If this is a bull market, it sure doesn’t feel like one.
While stocks globally have been trending higher for the last year and a half, there is a palpable sense that it could all go wrong at any moment.
The collective mood is awash in pessimism, and plenty of market observers are bracing for that one bad inflation report that sends financial markets reeling.
Canadian investors got a taste of that just this week, when the latest consumer price data showed a reacceleration of inflation that is bound to make the Bank of Canada uncomfortable. So much for imminent rate cuts.
And yet all the bad vibes don’t align with the underlying trend in stock markets, which is one of resilience on a global scale.
From Japan to Germany to the United States, national stock benchmarks have reached new multiyear or all-time highs in recent weeks. The S&P 500 on Friday hit its first record high in two years, rising 1.2 per cent on the day to end at 4,839.81 points.
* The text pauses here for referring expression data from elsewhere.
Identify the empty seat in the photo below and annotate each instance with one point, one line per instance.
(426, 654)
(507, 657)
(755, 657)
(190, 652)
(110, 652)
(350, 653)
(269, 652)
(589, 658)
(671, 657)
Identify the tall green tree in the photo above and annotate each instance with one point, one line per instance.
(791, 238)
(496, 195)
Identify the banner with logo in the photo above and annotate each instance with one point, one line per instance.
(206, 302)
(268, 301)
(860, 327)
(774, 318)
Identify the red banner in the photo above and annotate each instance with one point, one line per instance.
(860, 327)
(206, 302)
That beat its previous record close of 4,796.56 on Jan. 3, 2022.
And the gains have spread beyond Big Tech into a variety of sectors and smaller stocks.
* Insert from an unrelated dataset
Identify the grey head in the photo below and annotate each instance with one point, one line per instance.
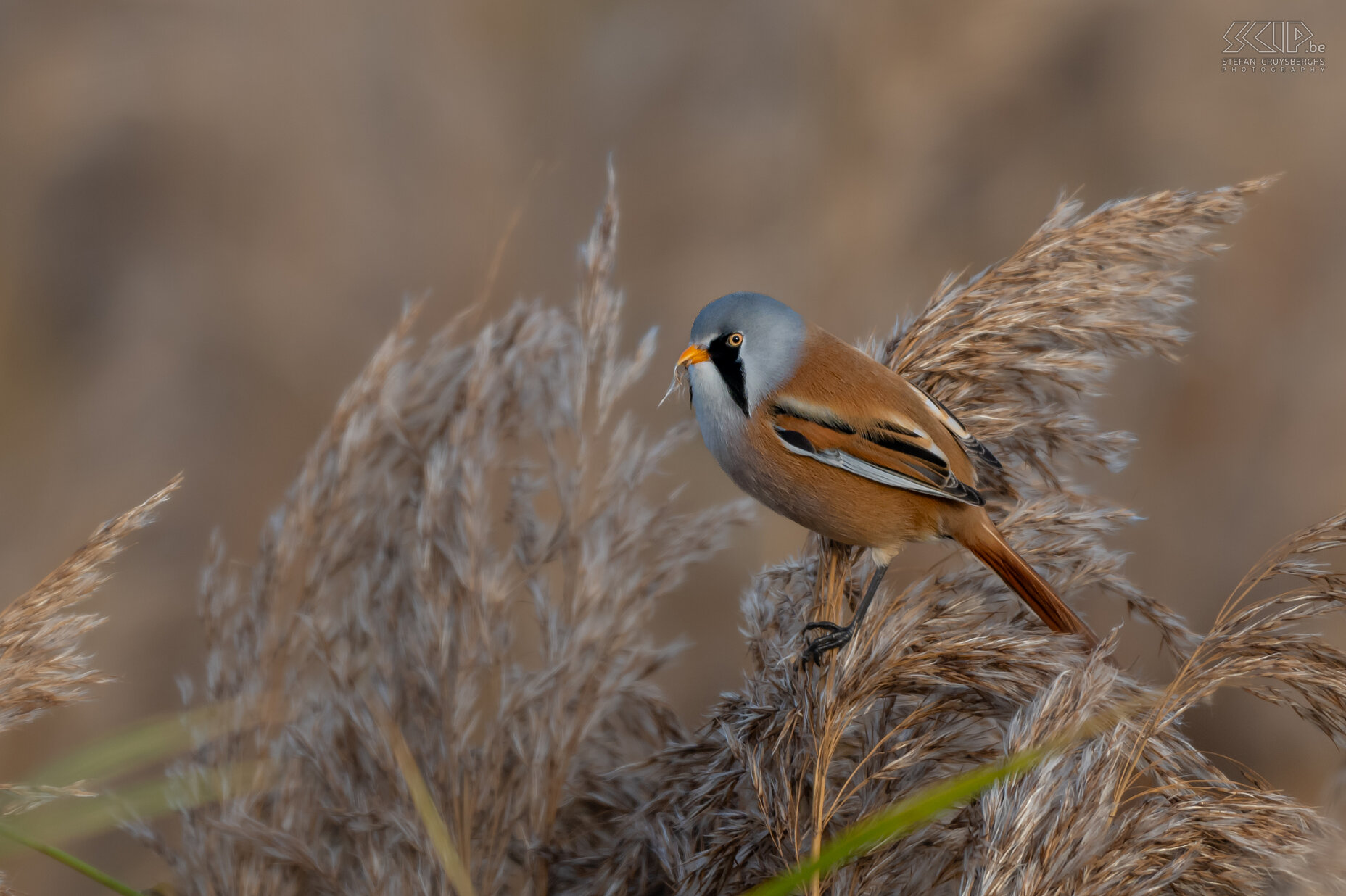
(745, 346)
As Josh Brown, CEO of U.S.-based money manager Ritholtz Wealth Management, wrote in a recent post: “Not only are we in a bull market, that bull market is actually expanding and gaining in strength.”
Think back to a few months ago, when pretty much the only thing that was working was the group of stocks known as the Magnificent Seven.
Most stock benchmarks were sporting respectable gains at the time, some even by enough to meet the unofficial threshold denoting a bull market. The S&P 500 index, for example, rose by 28 per cent between its October, 2022, trough and July of last year.
But the experience of many investors over that time didn’t exactly scream “bull market.” That’s because the average stock was not performing nearly as well as the overall market.
In the first 10 months of the year, 72 per cent of stocks in the S&P 500 index underperformed the index itself. That’s highly unusual, if not unheard of. Even stranger was the fact that 57 per cent of the index’s stocks were in negative territory, even as the S&P 500 was up by double digits.
A great deal of stock market mediocrity last year was masked by the unstoppable rise of the likes of Microsoft Corp. MSFT-Q and Nvidia Corp. NVDA-Q This was true globally, as well. Through the end of October, the MSCI All-Country World Index, which covers 85 per cent of the investible equity universe, marked about US$3.5-trillion in gains, almost all of which were attributable to the Magnificent Seven.
Things changed around Halloween. Confidence in a soft landing grew as the global inflation crisis faded. And with that, the phony bull market became a real bull market.
Defensive sectors, which had been soundly punished in a rising rate environment, started to make up some lost ground. The S&P/TSX Capped Utilities Index, for example, is up by 10 per cent since last October, after suffering a drawdown that wiped out nearly one-third of its value.
The market’s favour has also shifted back to the beleaguered small-cap space. The Russell 2000 Index of U.S. small-cap stocks has gained 16 per cent since October, even after factoring in a dip over the past few weeks.
Geographically, the rally has also spread far and wide. The Nikkei 225 has gained 17 per cent since October, and just this past week made a 34-year high. The German DAX index hit an all-time high a month ago. Even the S&P/TSX Composite Index is up by 10 per cent.
There are few signs, however, of the kind of optimism that normally accompanies bull markets. Trillions remain parked in the safety of cash and money market funds. And Canadian consumers remain overwhelmingly negative about the economy and their own financial health.
The Conference Board of Canada’s index of consumer confidence is barely higher than the lows set in the global financial crisis and the COVID-19 pandemic.
Similarly, the latest Bank of Canada survey of consumers reported a deterioration in how Canadians are feeling about their personal finances, the job market, and the economy.
While the Canadian economy certainly has concerning weaknesses, they don’t seem to be as significant as the national mood would suggest.
A similar trend has taken hold in the U.S. over the past year or so, whereby negative sentiment seems to have detached from economic reality.
There’s good reason to believe inflation is driving the dour mindset. Watching one’s purchasing power shrink has a powerful impact on the public’s perception of the economy.
The mood hasn’t really improved even as inflation has receded. That’s probably because the average Canadian doesn’t believe the scourge of inflation will be defeated quite so easily. The Bank of Canada’s surveys consistently show consumers expect inflation to be around 5 per cent one year from now. That’s higher than even the current rate of inflation.
Until people start believing that excessive inflation is on the way out, they aren’t likely to take much comfort in the bull market.